Once we open up our thinking on the question of what government is, we can get away from the idea of “a government” and “the government.” Government is a set of functions that can be identified. Change is not a question of today’s government or none. There are all sorts of intermediate possibilities.

National governments have absorbed major functions such as old age security, aid to the indigent, and health care from civil society and local government. They have done so via complex majority rules and voting procedures that circumvented consent of the governed. Governments across the world often suppress minorities of many kinds. The imposition of nation-wide rules discriminates against and suppresses all those who do not consent and who do not want their government to handle certain critical issues. Medicare, for example, involves a taking and a wealth transfer. This kind of program could become nonterritorial and consensual. Mr. K can subscribe to a plan and belong to a government that deducts from his wages, while Mr. J need not. They can be neighbors and do this.

Many of today’s government functions can remain in place for those who want them while making them voluntary for those who do not. The idea in these cases is not to end government but make it consensual. Vast amounts of regulation of labor relations, energy, education, health, and welfare are such that one neighbor can live without certain rules even if his neighbor wants them. Instead of attempting to take Medicare away or attempting to persuade voters to vote it down, which plays the game of accepting monopoly and territorial government, panarchism goes at the problem of lack of consent and unjust powers of government in a different way. Let those who want Medicare have it; let those who don’t withdraw. Panarchism seizes the moral high ground. Why should those who don’t want Medicare be impressed into it by those who do? Isn’t this like making everyone belong to the same church? How can there be consent of the governed when we are herded, whether we like it or not, into programs that affect our lives in major ways?
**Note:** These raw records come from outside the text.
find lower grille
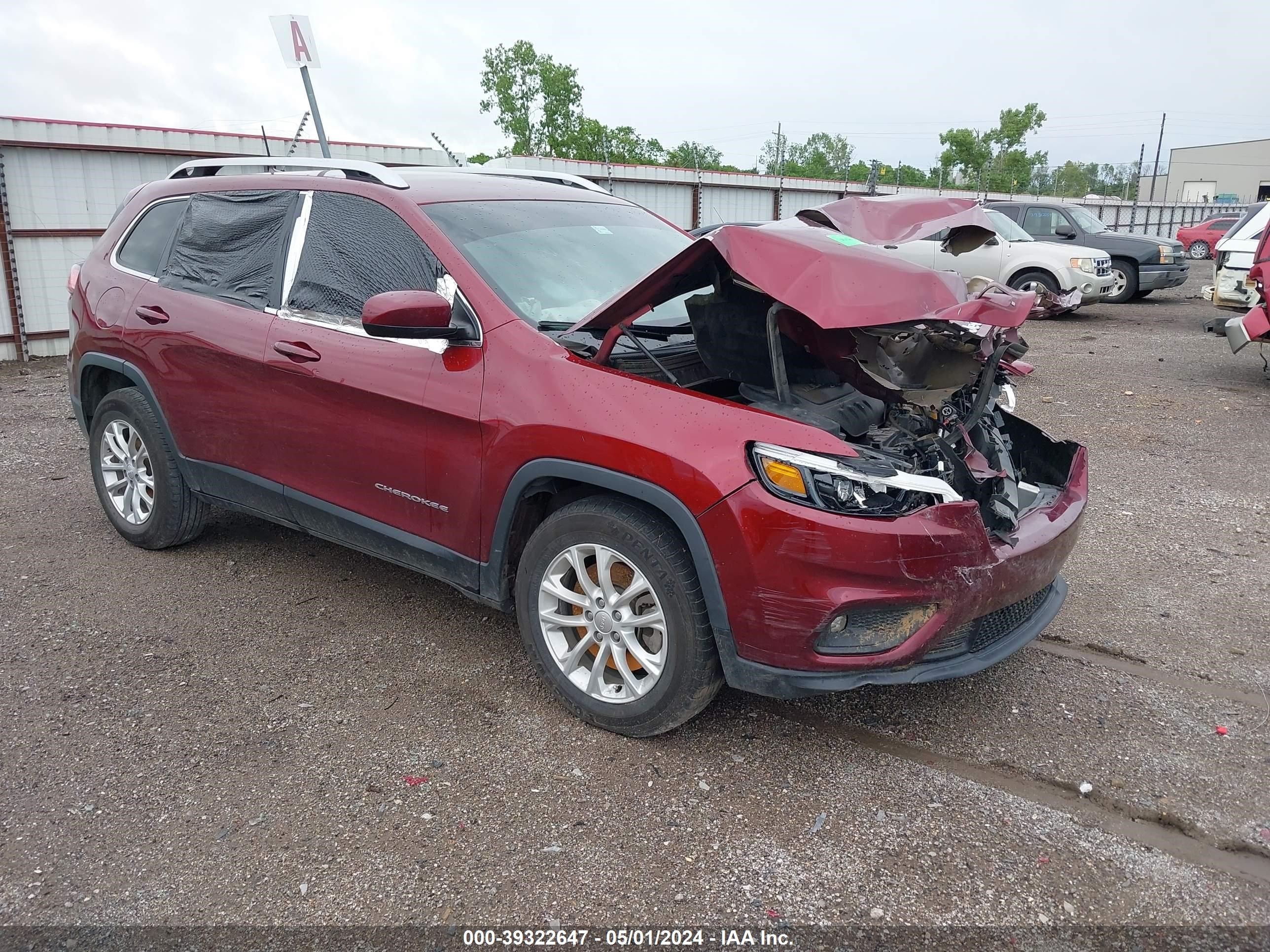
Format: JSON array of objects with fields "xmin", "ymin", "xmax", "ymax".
[{"xmin": 922, "ymin": 584, "xmax": 1054, "ymax": 660}]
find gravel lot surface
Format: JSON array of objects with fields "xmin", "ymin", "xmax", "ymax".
[{"xmin": 0, "ymin": 272, "xmax": 1270, "ymax": 928}]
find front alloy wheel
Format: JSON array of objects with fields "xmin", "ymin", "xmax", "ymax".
[
  {"xmin": 101, "ymin": 420, "xmax": 155, "ymax": 525},
  {"xmin": 538, "ymin": 544, "xmax": 667, "ymax": 705},
  {"xmin": 516, "ymin": 494, "xmax": 723, "ymax": 738}
]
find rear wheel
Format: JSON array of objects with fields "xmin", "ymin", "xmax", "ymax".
[
  {"xmin": 89, "ymin": 387, "xmax": 208, "ymax": 548},
  {"xmin": 516, "ymin": 496, "xmax": 723, "ymax": 738},
  {"xmin": 1106, "ymin": 258, "xmax": 1138, "ymax": 305}
]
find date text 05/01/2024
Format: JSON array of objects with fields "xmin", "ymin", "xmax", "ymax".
[{"xmin": 462, "ymin": 929, "xmax": 791, "ymax": 948}]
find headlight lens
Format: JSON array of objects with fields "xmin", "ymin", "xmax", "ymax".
[{"xmin": 750, "ymin": 443, "xmax": 961, "ymax": 515}]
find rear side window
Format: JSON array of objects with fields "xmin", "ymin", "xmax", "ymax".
[
  {"xmin": 287, "ymin": 192, "xmax": 446, "ymax": 319},
  {"xmin": 160, "ymin": 192, "xmax": 300, "ymax": 310},
  {"xmin": 1023, "ymin": 208, "xmax": 1067, "ymax": 238},
  {"xmin": 114, "ymin": 198, "xmax": 189, "ymax": 275}
]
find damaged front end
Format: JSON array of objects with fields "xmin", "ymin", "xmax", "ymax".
[
  {"xmin": 571, "ymin": 199, "xmax": 1078, "ymax": 544},
  {"xmin": 687, "ymin": 289, "xmax": 1077, "ymax": 544}
]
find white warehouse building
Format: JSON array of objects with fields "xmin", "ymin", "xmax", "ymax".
[{"xmin": 0, "ymin": 117, "xmax": 1249, "ymax": 361}]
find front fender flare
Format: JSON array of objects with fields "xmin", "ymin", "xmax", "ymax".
[{"xmin": 480, "ymin": 458, "xmax": 732, "ymax": 644}]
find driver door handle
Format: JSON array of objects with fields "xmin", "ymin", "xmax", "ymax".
[
  {"xmin": 273, "ymin": 340, "xmax": 321, "ymax": 363},
  {"xmin": 137, "ymin": 307, "xmax": 168, "ymax": 324}
]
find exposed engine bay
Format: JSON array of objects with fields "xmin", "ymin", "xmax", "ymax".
[
  {"xmin": 556, "ymin": 197, "xmax": 1080, "ymax": 544},
  {"xmin": 553, "ymin": 277, "xmax": 1077, "ymax": 544}
]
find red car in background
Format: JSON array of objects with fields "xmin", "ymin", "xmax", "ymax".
[{"xmin": 1177, "ymin": 214, "xmax": 1239, "ymax": 260}]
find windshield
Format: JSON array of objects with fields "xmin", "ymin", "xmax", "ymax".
[
  {"xmin": 988, "ymin": 208, "xmax": 1035, "ymax": 241},
  {"xmin": 1067, "ymin": 204, "xmax": 1107, "ymax": 235},
  {"xmin": 423, "ymin": 201, "xmax": 692, "ymax": 329}
]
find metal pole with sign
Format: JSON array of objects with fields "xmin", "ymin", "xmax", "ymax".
[{"xmin": 269, "ymin": 14, "xmax": 330, "ymax": 159}]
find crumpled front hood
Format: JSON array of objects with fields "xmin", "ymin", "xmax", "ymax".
[{"xmin": 571, "ymin": 198, "xmax": 1035, "ymax": 330}]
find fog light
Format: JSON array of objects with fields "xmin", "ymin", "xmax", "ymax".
[{"xmin": 815, "ymin": 604, "xmax": 939, "ymax": 655}]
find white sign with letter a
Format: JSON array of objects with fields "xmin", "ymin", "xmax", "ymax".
[{"xmin": 269, "ymin": 13, "xmax": 321, "ymax": 68}]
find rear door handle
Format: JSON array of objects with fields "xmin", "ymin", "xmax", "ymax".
[
  {"xmin": 137, "ymin": 307, "xmax": 168, "ymax": 324},
  {"xmin": 273, "ymin": 340, "xmax": 321, "ymax": 363}
]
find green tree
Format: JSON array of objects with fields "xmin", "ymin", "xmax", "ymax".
[
  {"xmin": 554, "ymin": 115, "xmax": 666, "ymax": 165},
  {"xmin": 1049, "ymin": 160, "xmax": 1090, "ymax": 198},
  {"xmin": 666, "ymin": 141, "xmax": 741, "ymax": 171},
  {"xmin": 940, "ymin": 128, "xmax": 992, "ymax": 181},
  {"xmin": 865, "ymin": 163, "xmax": 926, "ymax": 185},
  {"xmin": 847, "ymin": 163, "xmax": 869, "ymax": 181},
  {"xmin": 480, "ymin": 39, "xmax": 583, "ymax": 155},
  {"xmin": 936, "ymin": 103, "xmax": 1049, "ymax": 192},
  {"xmin": 759, "ymin": 132, "xmax": 855, "ymax": 179}
]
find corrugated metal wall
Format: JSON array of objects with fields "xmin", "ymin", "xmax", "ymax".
[
  {"xmin": 0, "ymin": 117, "xmax": 457, "ymax": 359},
  {"xmin": 613, "ymin": 181, "xmax": 692, "ymax": 229},
  {"xmin": 701, "ymin": 185, "xmax": 776, "ymax": 225}
]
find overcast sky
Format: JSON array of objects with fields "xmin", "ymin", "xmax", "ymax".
[{"xmin": 0, "ymin": 0, "xmax": 1270, "ymax": 169}]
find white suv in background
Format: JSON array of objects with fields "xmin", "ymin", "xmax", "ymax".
[{"xmin": 884, "ymin": 208, "xmax": 1115, "ymax": 311}]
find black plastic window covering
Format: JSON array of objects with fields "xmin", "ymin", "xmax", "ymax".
[
  {"xmin": 161, "ymin": 190, "xmax": 300, "ymax": 310},
  {"xmin": 287, "ymin": 192, "xmax": 446, "ymax": 319}
]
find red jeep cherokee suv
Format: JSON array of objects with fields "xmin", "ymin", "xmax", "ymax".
[{"xmin": 69, "ymin": 159, "xmax": 1086, "ymax": 736}]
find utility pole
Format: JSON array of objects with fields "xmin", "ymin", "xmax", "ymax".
[
  {"xmin": 772, "ymin": 123, "xmax": 785, "ymax": 218},
  {"xmin": 287, "ymin": 112, "xmax": 309, "ymax": 155},
  {"xmin": 300, "ymin": 66, "xmax": 330, "ymax": 159},
  {"xmin": 1147, "ymin": 113, "xmax": 1168, "ymax": 202},
  {"xmin": 1129, "ymin": 142, "xmax": 1147, "ymax": 235},
  {"xmin": 269, "ymin": 14, "xmax": 330, "ymax": 159},
  {"xmin": 600, "ymin": 132, "xmax": 613, "ymax": 194}
]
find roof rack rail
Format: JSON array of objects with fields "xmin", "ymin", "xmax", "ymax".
[
  {"xmin": 399, "ymin": 165, "xmax": 609, "ymax": 196},
  {"xmin": 168, "ymin": 155, "xmax": 410, "ymax": 188}
]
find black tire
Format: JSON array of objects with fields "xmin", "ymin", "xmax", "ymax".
[
  {"xmin": 1104, "ymin": 258, "xmax": 1138, "ymax": 305},
  {"xmin": 1006, "ymin": 272, "xmax": 1059, "ymax": 320},
  {"xmin": 89, "ymin": 387, "xmax": 208, "ymax": 548},
  {"xmin": 516, "ymin": 495, "xmax": 723, "ymax": 738}
]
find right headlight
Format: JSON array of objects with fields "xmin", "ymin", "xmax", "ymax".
[{"xmin": 749, "ymin": 443, "xmax": 961, "ymax": 515}]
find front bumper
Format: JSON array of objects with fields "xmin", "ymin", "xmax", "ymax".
[
  {"xmin": 1204, "ymin": 268, "xmax": 1257, "ymax": 310},
  {"xmin": 1138, "ymin": 263, "xmax": 1190, "ymax": 291},
  {"xmin": 1072, "ymin": 272, "xmax": 1115, "ymax": 305},
  {"xmin": 699, "ymin": 424, "xmax": 1089, "ymax": 693},
  {"xmin": 720, "ymin": 575, "xmax": 1067, "ymax": 699},
  {"xmin": 1226, "ymin": 307, "xmax": 1270, "ymax": 354}
]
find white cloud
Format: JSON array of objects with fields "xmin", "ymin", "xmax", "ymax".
[{"xmin": 0, "ymin": 0, "xmax": 1270, "ymax": 166}]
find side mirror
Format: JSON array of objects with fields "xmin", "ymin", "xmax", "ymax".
[{"xmin": 362, "ymin": 291, "xmax": 460, "ymax": 340}]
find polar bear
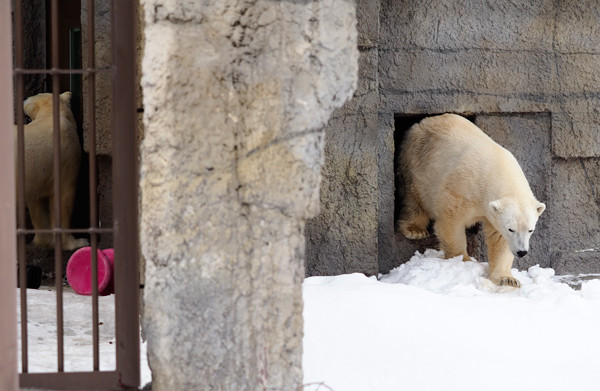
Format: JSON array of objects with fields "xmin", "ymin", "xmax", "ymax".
[
  {"xmin": 15, "ymin": 92, "xmax": 88, "ymax": 250},
  {"xmin": 397, "ymin": 114, "xmax": 546, "ymax": 287}
]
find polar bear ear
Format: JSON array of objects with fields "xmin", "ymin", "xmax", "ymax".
[
  {"xmin": 537, "ymin": 202, "xmax": 546, "ymax": 216},
  {"xmin": 23, "ymin": 97, "xmax": 40, "ymax": 120},
  {"xmin": 60, "ymin": 91, "xmax": 72, "ymax": 107},
  {"xmin": 488, "ymin": 200, "xmax": 502, "ymax": 212}
]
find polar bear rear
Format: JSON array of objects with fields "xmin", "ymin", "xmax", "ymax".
[{"xmin": 398, "ymin": 114, "xmax": 546, "ymax": 287}]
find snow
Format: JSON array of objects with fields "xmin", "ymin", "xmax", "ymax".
[
  {"xmin": 17, "ymin": 250, "xmax": 600, "ymax": 391},
  {"xmin": 303, "ymin": 250, "xmax": 600, "ymax": 391},
  {"xmin": 17, "ymin": 287, "xmax": 151, "ymax": 385}
]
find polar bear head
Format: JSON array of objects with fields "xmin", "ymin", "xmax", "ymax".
[
  {"xmin": 23, "ymin": 91, "xmax": 71, "ymax": 121},
  {"xmin": 488, "ymin": 198, "xmax": 546, "ymax": 257}
]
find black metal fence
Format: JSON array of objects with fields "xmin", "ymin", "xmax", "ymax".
[{"xmin": 7, "ymin": 0, "xmax": 140, "ymax": 390}]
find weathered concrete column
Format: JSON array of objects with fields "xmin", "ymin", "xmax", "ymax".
[{"xmin": 141, "ymin": 0, "xmax": 358, "ymax": 391}]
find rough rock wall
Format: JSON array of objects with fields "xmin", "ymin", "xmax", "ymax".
[
  {"xmin": 307, "ymin": 0, "xmax": 600, "ymax": 274},
  {"xmin": 141, "ymin": 0, "xmax": 357, "ymax": 390}
]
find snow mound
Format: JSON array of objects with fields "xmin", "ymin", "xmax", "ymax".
[{"xmin": 379, "ymin": 249, "xmax": 600, "ymax": 299}]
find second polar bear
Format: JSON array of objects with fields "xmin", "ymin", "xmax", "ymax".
[
  {"xmin": 15, "ymin": 92, "xmax": 88, "ymax": 250},
  {"xmin": 398, "ymin": 114, "xmax": 546, "ymax": 287}
]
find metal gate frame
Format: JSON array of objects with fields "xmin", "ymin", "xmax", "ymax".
[{"xmin": 0, "ymin": 0, "xmax": 140, "ymax": 390}]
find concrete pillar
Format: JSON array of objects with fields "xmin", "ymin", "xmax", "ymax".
[
  {"xmin": 0, "ymin": 1, "xmax": 19, "ymax": 391},
  {"xmin": 141, "ymin": 0, "xmax": 358, "ymax": 391}
]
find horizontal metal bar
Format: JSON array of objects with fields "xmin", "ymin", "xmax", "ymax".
[
  {"xmin": 17, "ymin": 228, "xmax": 114, "ymax": 235},
  {"xmin": 13, "ymin": 67, "xmax": 111, "ymax": 75},
  {"xmin": 19, "ymin": 371, "xmax": 123, "ymax": 391}
]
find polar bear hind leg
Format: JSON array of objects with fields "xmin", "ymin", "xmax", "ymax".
[
  {"xmin": 398, "ymin": 190, "xmax": 430, "ymax": 239},
  {"xmin": 27, "ymin": 197, "xmax": 53, "ymax": 248},
  {"xmin": 434, "ymin": 216, "xmax": 471, "ymax": 262}
]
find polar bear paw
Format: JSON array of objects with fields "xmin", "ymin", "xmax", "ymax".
[
  {"xmin": 498, "ymin": 277, "xmax": 521, "ymax": 288},
  {"xmin": 400, "ymin": 224, "xmax": 429, "ymax": 240}
]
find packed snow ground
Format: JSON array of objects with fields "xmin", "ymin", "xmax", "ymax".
[
  {"xmin": 303, "ymin": 250, "xmax": 600, "ymax": 391},
  {"xmin": 17, "ymin": 250, "xmax": 600, "ymax": 391},
  {"xmin": 17, "ymin": 287, "xmax": 151, "ymax": 385}
]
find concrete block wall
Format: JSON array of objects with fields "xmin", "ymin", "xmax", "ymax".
[{"xmin": 306, "ymin": 0, "xmax": 600, "ymax": 275}]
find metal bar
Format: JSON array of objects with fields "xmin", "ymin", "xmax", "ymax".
[
  {"xmin": 15, "ymin": 1, "xmax": 29, "ymax": 373},
  {"xmin": 87, "ymin": 0, "xmax": 100, "ymax": 371},
  {"xmin": 50, "ymin": 0, "xmax": 65, "ymax": 372},
  {"xmin": 17, "ymin": 228, "xmax": 114, "ymax": 235},
  {"xmin": 20, "ymin": 371, "xmax": 122, "ymax": 391},
  {"xmin": 0, "ymin": 1, "xmax": 19, "ymax": 391},
  {"xmin": 112, "ymin": 0, "xmax": 140, "ymax": 387},
  {"xmin": 14, "ymin": 67, "xmax": 112, "ymax": 75}
]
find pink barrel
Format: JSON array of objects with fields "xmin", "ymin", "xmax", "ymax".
[{"xmin": 67, "ymin": 247, "xmax": 114, "ymax": 296}]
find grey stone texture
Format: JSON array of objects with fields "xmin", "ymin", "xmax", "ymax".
[
  {"xmin": 140, "ymin": 0, "xmax": 358, "ymax": 391},
  {"xmin": 306, "ymin": 0, "xmax": 600, "ymax": 275}
]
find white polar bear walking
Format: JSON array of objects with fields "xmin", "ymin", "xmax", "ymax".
[{"xmin": 398, "ymin": 114, "xmax": 546, "ymax": 287}]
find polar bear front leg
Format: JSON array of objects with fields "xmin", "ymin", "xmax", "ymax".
[
  {"xmin": 484, "ymin": 222, "xmax": 521, "ymax": 288},
  {"xmin": 434, "ymin": 217, "xmax": 471, "ymax": 262}
]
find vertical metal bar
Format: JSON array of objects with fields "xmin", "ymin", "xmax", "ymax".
[
  {"xmin": 112, "ymin": 0, "xmax": 140, "ymax": 387},
  {"xmin": 15, "ymin": 1, "xmax": 29, "ymax": 373},
  {"xmin": 86, "ymin": 0, "xmax": 100, "ymax": 371},
  {"xmin": 0, "ymin": 1, "xmax": 19, "ymax": 391},
  {"xmin": 50, "ymin": 0, "xmax": 65, "ymax": 372}
]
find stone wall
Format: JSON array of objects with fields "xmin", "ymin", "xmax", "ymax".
[
  {"xmin": 140, "ymin": 0, "xmax": 358, "ymax": 391},
  {"xmin": 306, "ymin": 0, "xmax": 600, "ymax": 274}
]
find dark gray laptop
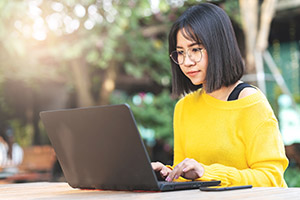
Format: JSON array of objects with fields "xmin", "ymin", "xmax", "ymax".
[{"xmin": 40, "ymin": 104, "xmax": 220, "ymax": 191}]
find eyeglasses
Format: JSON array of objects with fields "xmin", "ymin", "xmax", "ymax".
[{"xmin": 170, "ymin": 47, "xmax": 204, "ymax": 65}]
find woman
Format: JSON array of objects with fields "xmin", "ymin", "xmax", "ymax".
[{"xmin": 152, "ymin": 3, "xmax": 288, "ymax": 187}]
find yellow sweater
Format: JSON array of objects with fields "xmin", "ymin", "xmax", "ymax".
[{"xmin": 173, "ymin": 89, "xmax": 288, "ymax": 187}]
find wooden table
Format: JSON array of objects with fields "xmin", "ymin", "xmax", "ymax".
[{"xmin": 0, "ymin": 182, "xmax": 300, "ymax": 200}]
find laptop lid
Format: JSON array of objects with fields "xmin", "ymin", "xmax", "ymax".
[{"xmin": 40, "ymin": 104, "xmax": 219, "ymax": 191}]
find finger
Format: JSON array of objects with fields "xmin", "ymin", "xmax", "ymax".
[
  {"xmin": 151, "ymin": 162, "xmax": 164, "ymax": 171},
  {"xmin": 166, "ymin": 163, "xmax": 185, "ymax": 182},
  {"xmin": 160, "ymin": 167, "xmax": 172, "ymax": 177}
]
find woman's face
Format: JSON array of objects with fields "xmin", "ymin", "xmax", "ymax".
[{"xmin": 176, "ymin": 30, "xmax": 208, "ymax": 85}]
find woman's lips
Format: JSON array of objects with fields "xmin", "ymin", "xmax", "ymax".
[{"xmin": 187, "ymin": 70, "xmax": 200, "ymax": 76}]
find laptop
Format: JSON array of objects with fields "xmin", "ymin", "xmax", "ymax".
[{"xmin": 40, "ymin": 104, "xmax": 220, "ymax": 191}]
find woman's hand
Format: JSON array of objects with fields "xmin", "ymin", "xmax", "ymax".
[
  {"xmin": 166, "ymin": 158, "xmax": 204, "ymax": 182},
  {"xmin": 151, "ymin": 162, "xmax": 172, "ymax": 179}
]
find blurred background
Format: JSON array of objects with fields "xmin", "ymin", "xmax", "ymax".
[{"xmin": 0, "ymin": 0, "xmax": 300, "ymax": 187}]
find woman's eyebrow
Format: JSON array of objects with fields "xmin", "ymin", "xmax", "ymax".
[{"xmin": 176, "ymin": 42, "xmax": 202, "ymax": 49}]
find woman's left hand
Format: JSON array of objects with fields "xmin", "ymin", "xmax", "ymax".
[{"xmin": 166, "ymin": 158, "xmax": 204, "ymax": 182}]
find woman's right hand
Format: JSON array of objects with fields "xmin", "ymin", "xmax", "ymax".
[{"xmin": 151, "ymin": 162, "xmax": 172, "ymax": 179}]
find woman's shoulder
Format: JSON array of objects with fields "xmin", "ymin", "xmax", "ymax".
[{"xmin": 238, "ymin": 87, "xmax": 258, "ymax": 99}]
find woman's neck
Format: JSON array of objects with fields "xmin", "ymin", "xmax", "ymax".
[{"xmin": 203, "ymin": 81, "xmax": 242, "ymax": 101}]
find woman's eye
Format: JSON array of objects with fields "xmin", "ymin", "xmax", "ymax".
[
  {"xmin": 177, "ymin": 51, "xmax": 184, "ymax": 55},
  {"xmin": 192, "ymin": 48, "xmax": 202, "ymax": 52}
]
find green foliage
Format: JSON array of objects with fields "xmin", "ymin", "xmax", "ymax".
[
  {"xmin": 284, "ymin": 167, "xmax": 300, "ymax": 187},
  {"xmin": 111, "ymin": 90, "xmax": 176, "ymax": 146}
]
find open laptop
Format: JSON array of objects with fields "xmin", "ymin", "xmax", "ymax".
[{"xmin": 40, "ymin": 104, "xmax": 220, "ymax": 191}]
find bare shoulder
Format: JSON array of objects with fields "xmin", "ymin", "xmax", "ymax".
[{"xmin": 239, "ymin": 87, "xmax": 257, "ymax": 99}]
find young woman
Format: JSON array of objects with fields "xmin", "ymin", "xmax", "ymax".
[{"xmin": 152, "ymin": 3, "xmax": 288, "ymax": 187}]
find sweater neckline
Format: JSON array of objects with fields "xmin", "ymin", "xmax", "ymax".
[{"xmin": 198, "ymin": 88, "xmax": 263, "ymax": 110}]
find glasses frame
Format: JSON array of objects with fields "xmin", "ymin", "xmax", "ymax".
[{"xmin": 170, "ymin": 47, "xmax": 204, "ymax": 65}]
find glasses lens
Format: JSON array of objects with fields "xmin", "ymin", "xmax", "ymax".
[
  {"xmin": 170, "ymin": 51, "xmax": 181, "ymax": 65},
  {"xmin": 188, "ymin": 48, "xmax": 202, "ymax": 62}
]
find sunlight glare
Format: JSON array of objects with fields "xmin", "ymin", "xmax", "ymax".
[
  {"xmin": 51, "ymin": 2, "xmax": 64, "ymax": 12},
  {"xmin": 74, "ymin": 4, "xmax": 86, "ymax": 18}
]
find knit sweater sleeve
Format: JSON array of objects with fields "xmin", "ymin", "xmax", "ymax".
[{"xmin": 199, "ymin": 119, "xmax": 288, "ymax": 187}]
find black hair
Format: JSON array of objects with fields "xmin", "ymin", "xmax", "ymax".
[{"xmin": 169, "ymin": 3, "xmax": 244, "ymax": 96}]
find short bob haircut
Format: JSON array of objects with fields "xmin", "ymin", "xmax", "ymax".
[{"xmin": 169, "ymin": 3, "xmax": 244, "ymax": 96}]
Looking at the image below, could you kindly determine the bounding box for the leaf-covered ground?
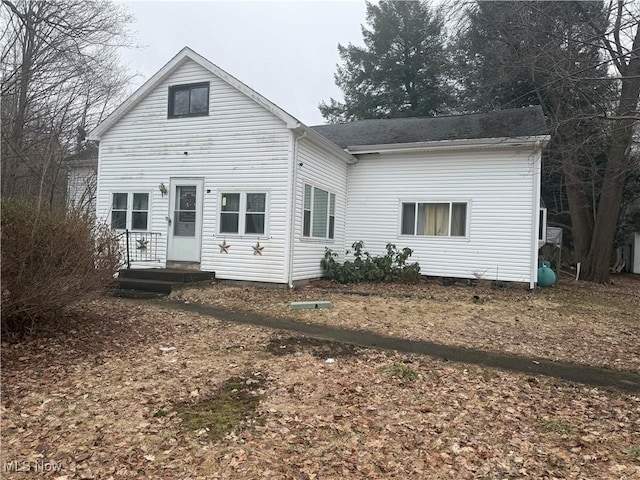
[1,279,640,479]
[175,275,640,371]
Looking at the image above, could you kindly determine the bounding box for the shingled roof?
[311,106,548,148]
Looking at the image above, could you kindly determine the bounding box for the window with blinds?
[302,185,336,239]
[400,202,467,237]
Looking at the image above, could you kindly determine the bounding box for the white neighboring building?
[85,48,549,287]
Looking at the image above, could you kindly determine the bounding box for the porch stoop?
[114,268,216,298]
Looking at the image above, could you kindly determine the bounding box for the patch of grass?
[176,373,266,442]
[266,337,358,359]
[624,446,640,463]
[383,363,418,381]
[540,419,573,433]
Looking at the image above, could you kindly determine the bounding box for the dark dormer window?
[169,82,209,118]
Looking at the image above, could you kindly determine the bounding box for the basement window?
[169,82,209,118]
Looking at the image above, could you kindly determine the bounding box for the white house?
[90,48,549,287]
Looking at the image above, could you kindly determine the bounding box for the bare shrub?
[1,198,120,333]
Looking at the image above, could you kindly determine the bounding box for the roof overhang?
[289,123,358,164]
[346,135,551,155]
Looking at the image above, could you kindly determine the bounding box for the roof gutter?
[346,135,551,155]
[289,123,358,165]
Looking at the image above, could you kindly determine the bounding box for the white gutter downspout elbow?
[287,130,307,288]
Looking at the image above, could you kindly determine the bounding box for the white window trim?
[107,190,153,232]
[398,198,472,242]
[216,187,271,239]
[300,181,338,243]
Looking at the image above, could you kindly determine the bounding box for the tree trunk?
[580,24,640,283]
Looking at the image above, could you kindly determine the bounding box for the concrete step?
[118,278,179,295]
[112,288,167,299]
[118,268,216,283]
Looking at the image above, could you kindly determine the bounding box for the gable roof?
[311,106,548,148]
[87,47,356,163]
[89,47,300,140]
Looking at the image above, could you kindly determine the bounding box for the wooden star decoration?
[251,242,264,256]
[218,240,231,253]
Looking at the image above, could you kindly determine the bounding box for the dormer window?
[169,82,209,118]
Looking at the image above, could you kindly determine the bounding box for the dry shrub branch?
[1,198,120,333]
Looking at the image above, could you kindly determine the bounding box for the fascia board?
[346,135,551,155]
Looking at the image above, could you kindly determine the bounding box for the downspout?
[529,141,542,290]
[287,130,307,288]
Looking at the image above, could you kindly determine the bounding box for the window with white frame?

Coordination problems involving human interaction are not going to disappear. The reform of government even where coordination issues are not at issue may well be difficult. Panarchism does not deny these difficulties. It sets out a just and peaceful destination that can be achieved peaceably, which is a future of reform in which the State abandons its territorial claims. This may happen little by little. It may happen by degrees. It may happen partially and gradually, or it may happen by leaps. Consensual and nonconsensual government are likely to continue to exist alongside one another for some time. Reforms, small and large, are unpredictable. They are for people themselves to advance and accomplish. Every step that people take, peaceful and nonaggressive, toward devising and living by their own government is a step toward more complete panarchy and greater liberty.

The helpful comments of Adam Knott and John Zube are gratefully acknowledged, but all errors herein are solely mine.